Dr Reddy’s US business, which contributes 41 per cent to its total revenue (as of Q4FY20), has been in trouble over the past few years due to regulatory tightening and price erosion in key drugs.

The pricing pressure is likely to subside going ahead, given its low product-revenue concentration and new launches of complex and limited-competition products.

The company has been one of the best Para IV ANDA filing entities in the industry.

Of the 99 pending ANDAs, 56 are Para IV filings and 30 have FTF (first-to-file) status.

In the near term, limited-competition products such as Copaxone and NuvaRing, which have been long-pending for approval, are expected to generate significant revenue for the company, once launched.

Dr Reddy’s domestic business, which contributes 15 per cent to the total revenue, has been growing strongly, driven by new launches and high volume growth in existing products.

Around 20 per cent of its domestic portfolio is under the NLEM (National List of Essential Medicines) price-control list.

In February 2020, the company acquired Wockhardt’s select domestic branded business and a few emerging markets business — Nepal, Sri Lanka, Bhutan and Maldives — for a consideration of ₹1,850 crore.

The deal will bode well for the company over the long run (scaling up its domestic business especially) as it adds 62 brands across therapies such as respiratory, neurology, dermatology, gastroenterology, pain and vaccines.

Dr Reddy’s Europe business recorded has a significant sales growth in the recent quarters, driven by improvement in base business, new product launches and ramp-up in three new markets.

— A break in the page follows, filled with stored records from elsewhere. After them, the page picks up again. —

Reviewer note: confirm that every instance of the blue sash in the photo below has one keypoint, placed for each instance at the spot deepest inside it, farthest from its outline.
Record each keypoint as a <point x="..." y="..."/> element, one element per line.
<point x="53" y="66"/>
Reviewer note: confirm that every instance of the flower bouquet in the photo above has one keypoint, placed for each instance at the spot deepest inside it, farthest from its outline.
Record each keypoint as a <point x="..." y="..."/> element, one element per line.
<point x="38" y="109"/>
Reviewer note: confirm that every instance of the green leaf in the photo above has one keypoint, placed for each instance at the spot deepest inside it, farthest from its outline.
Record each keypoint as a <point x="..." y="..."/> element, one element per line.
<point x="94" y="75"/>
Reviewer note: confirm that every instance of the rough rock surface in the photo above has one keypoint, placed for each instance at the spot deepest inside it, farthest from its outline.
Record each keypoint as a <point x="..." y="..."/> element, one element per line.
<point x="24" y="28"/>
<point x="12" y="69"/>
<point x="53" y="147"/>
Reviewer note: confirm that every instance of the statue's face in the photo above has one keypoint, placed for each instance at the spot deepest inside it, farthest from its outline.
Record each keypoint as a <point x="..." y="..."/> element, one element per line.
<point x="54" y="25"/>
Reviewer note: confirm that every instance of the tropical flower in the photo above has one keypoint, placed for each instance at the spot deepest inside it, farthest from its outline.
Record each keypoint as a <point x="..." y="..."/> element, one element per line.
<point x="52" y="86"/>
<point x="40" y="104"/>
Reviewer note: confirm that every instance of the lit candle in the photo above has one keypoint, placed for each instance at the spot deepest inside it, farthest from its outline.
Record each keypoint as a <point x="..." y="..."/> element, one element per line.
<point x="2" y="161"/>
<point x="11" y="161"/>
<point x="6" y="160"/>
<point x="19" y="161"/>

The business from emerging markets (Russia, Brazil and China) is expected to be strong going ahead, on the back of a stabilising currency, geographical expansion, a robust biological portfolio and a ramp-up in institutional business.

The company’s Europe and emerging markets businesses comprise 8 per cent and 18 per cent of total sales, respectively.

On the other hand, any delay in product launches in the US, re-emergence of regulatory issues and adverse foreign exchange fluctuations could be key downside risks for the company.